Tomorrow is a big day.
School started last week, but it’s been full of meetings and back-to-school business.
I found all of my students and gave them hugs.
I listened to the “what I did this summer” stories.
I took some baseline data, and I even made a schedule.
I wrote a few IEPs for my new students.
OH, and I moved into a new teeny tiny room and got it therapy ready.
I read student records and typed up tally sheets.
I even wrote a lesson plan.
I’m feeling quite accomplished but,
tomorrow is the first day of real deal therapy.
Tomorrow I will hunt and scavenge for my babies as they scurry off to PE or enrichment, and haul them back to my teeny tiny room.
I will introduce myself to new faces and go over my rules catch up with the old faces.
OH and I will see if my schedule works.
If you’re an SLP you know the first day of running through the “first attempt” schedule is always…..
well, let’s just say it’s interesting.
Then once the dust has settled, I will talk to my students about their baseline data (where appropriate), and we will BEGIN our therapy adventure together.
For a long time, I felt like I was the one who was “all-in” when it came to those little boogers’ progress. I felt like therapy was something I was imposing on them.
I wanted them to be as invested in it as I was.
Well, all of last year and some of the year before that, I’ve tried something new in articulation therapy. I’ve been using this so so so simple but handy little tool that I created.
I don’t know why in tarnation I’ve never shared it here on my blog before.
(as a side note….tarnation sure is a funny word…)
BUT I digress…
Only one printed page has really changed things.
Each student and I are a therapy team now.
I changed the way I was doing things and it’s changed everything.
Don’t laugh. It’s not rocket science, but this was the game changer….
This little paper pinned to my bulletin board… it’s not much….but it is.
My students are so much more self aware about their place in the articulation therapy process.
They can talk about their progress and goals, and they can self-assess at a glance.
Therapy doesn’t start with an activity anymore. It starts with the steps to good speech…
For new students, I explain to them where they are starting in the therapy process (which is usually at isolation at the bottom of the staircase) and the steps we will go through as they learn sounds in longer and longer chunks of speech . . until the ultimate goal of “graduation” (which they are all excited about until it actually happens and they realize they can no longer attend therapy 🙂
Before each therapy session, students (along with my help if needed) identify which “step” they are on, and we discuss that day’s “learning target” which coincides with it. Then we pin them up on my magnet board. I write their names next to their targets also.
I use “I will” statements, but I also have “I can” statements. You can find my learning targets at HERE and HERE. Sometimes we need to discuss that they may be on different steps for different sounds they are addressing in therapy.
Okay, so I bet you’re wondering what I do for language, fluency, etc. students!
I’m trying something similar, but that will be a blog post of its very own. (Patience is a virtue:)
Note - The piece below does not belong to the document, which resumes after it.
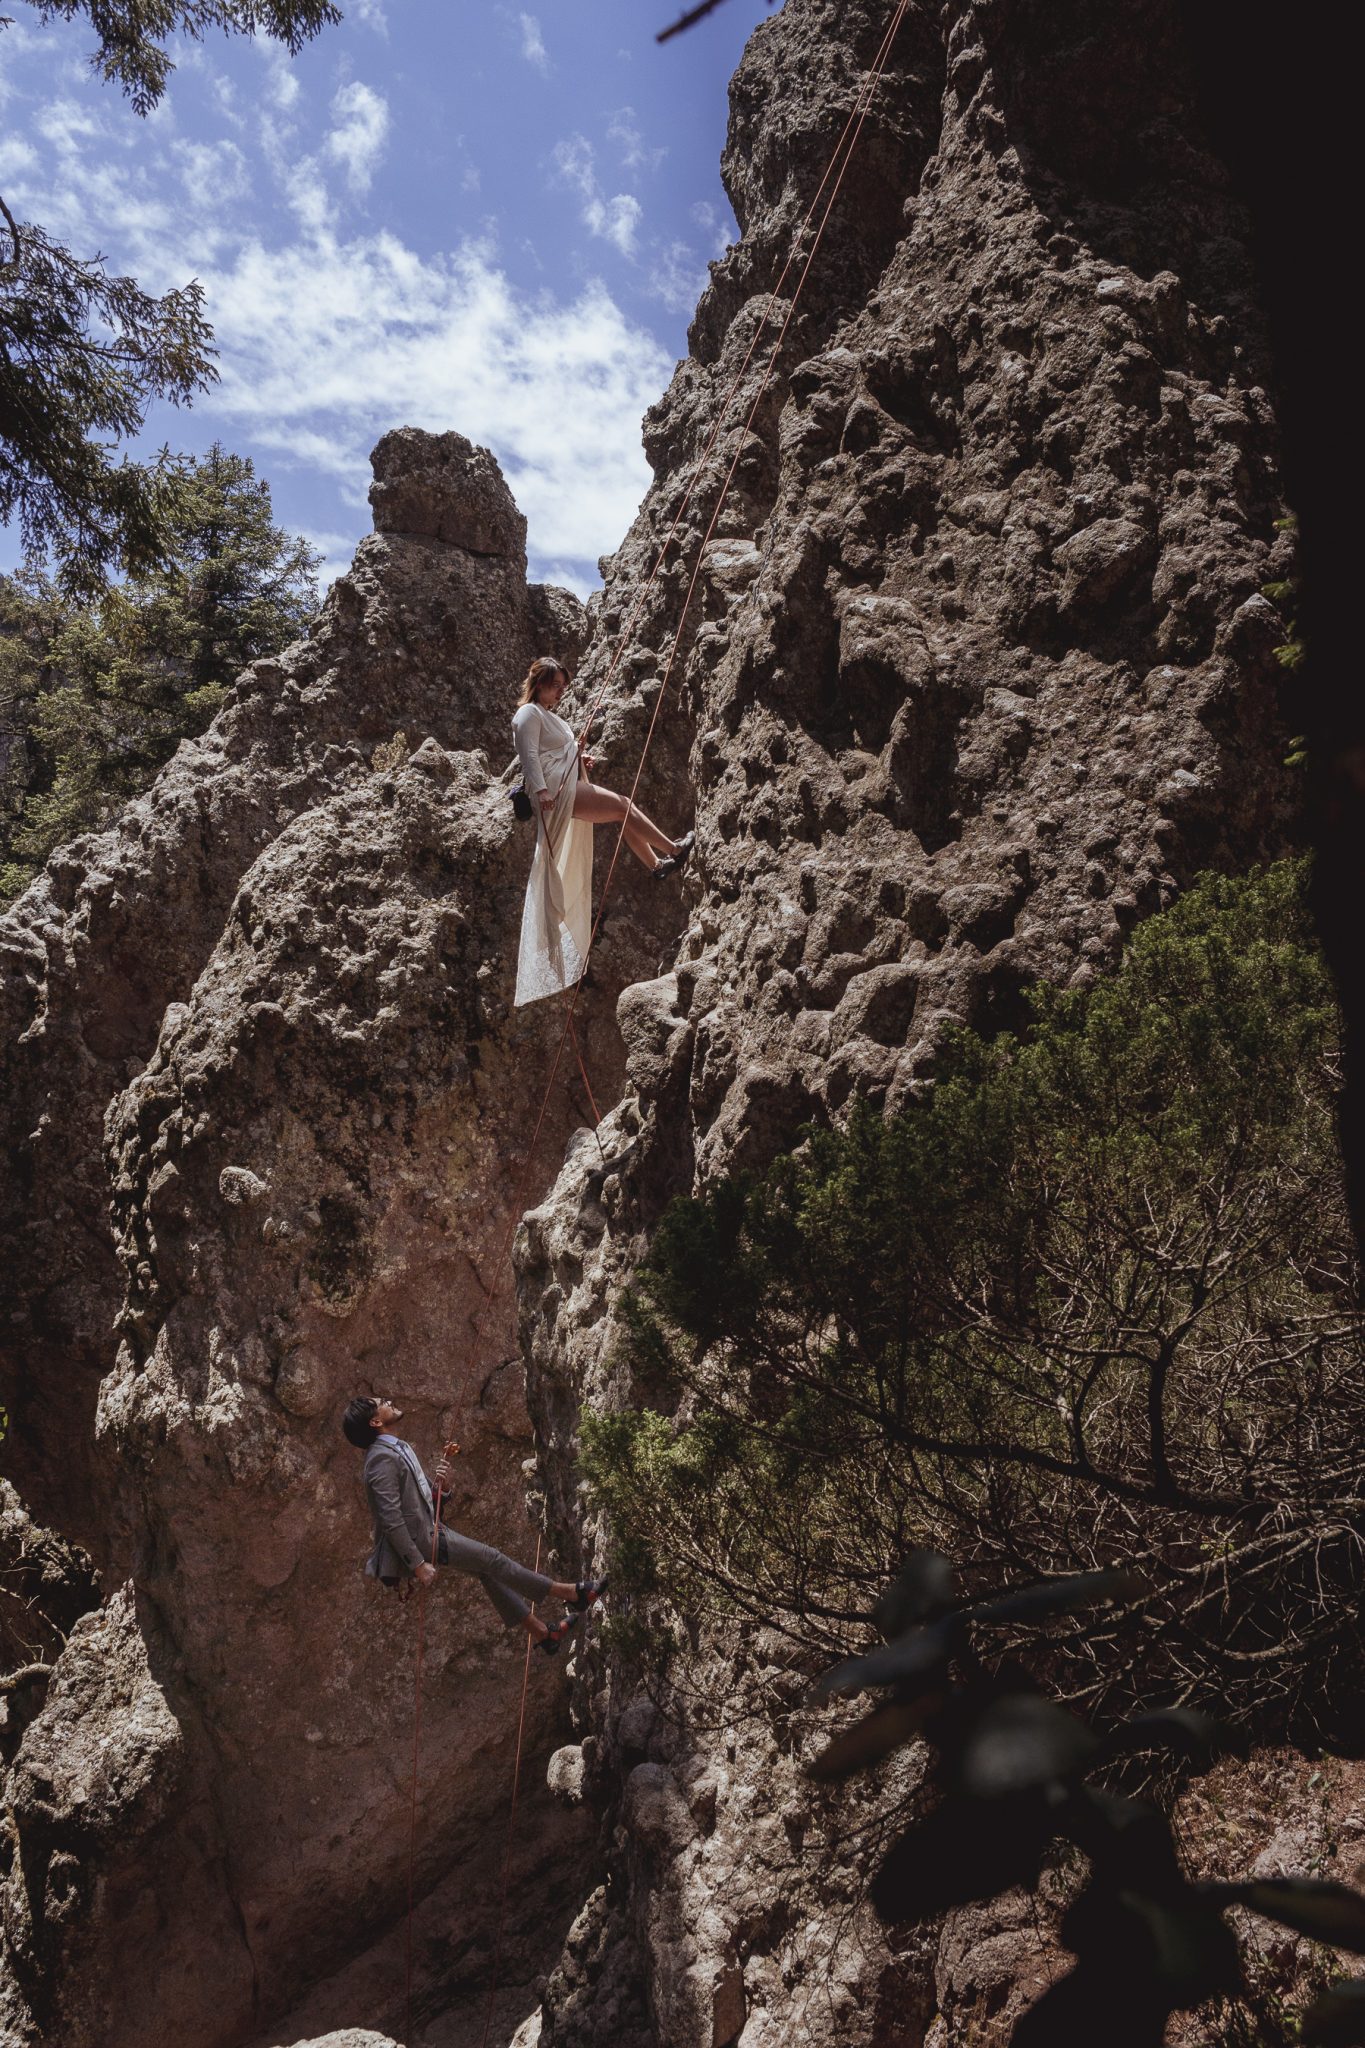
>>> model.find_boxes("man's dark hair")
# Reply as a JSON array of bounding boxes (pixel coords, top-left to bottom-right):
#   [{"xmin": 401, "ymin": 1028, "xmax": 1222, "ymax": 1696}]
[{"xmin": 342, "ymin": 1395, "xmax": 379, "ymax": 1449}]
After the session, we re-assess, and if that day’s progress resulted in moving on to a new step, we note and celebrate that milestone. This continuous self-assessment helps students to become more aware of their goals and motivates them to move up the staircase! They also come to realize which steps are more difficult than others. My board is up and ready for them to write and add their A-HA moments and milestones on! (another fun way of boosting self-awareness in the little guys). By the way, you this board is just a piece of foam board from Hobby Lobby with fabric wrapped around it. The “today is a great day to learn” download can be found HERE.
This little visual has also made my little guys try harder!!
Nobody likes getting stuck on a step for too long!
It has also brought me some satisfaction knowing my students are invested in and knowledgeable of their therapy process. I feel that my students and I have become more of a team – working together to improve their speech skills!
If you want to try it, you can download it (for free!) HERE.
Wanna know an other added bonus??? Administrators love that I am implementing self-assessment.
It’s also an easy way to explain the articulation therapy process to parents at IEP meetings and such.
Hey, who knows…..maybe it could be a game changer for you, too!
If you have a secret weapon that helps kids get “all in” I’d love to hear about it!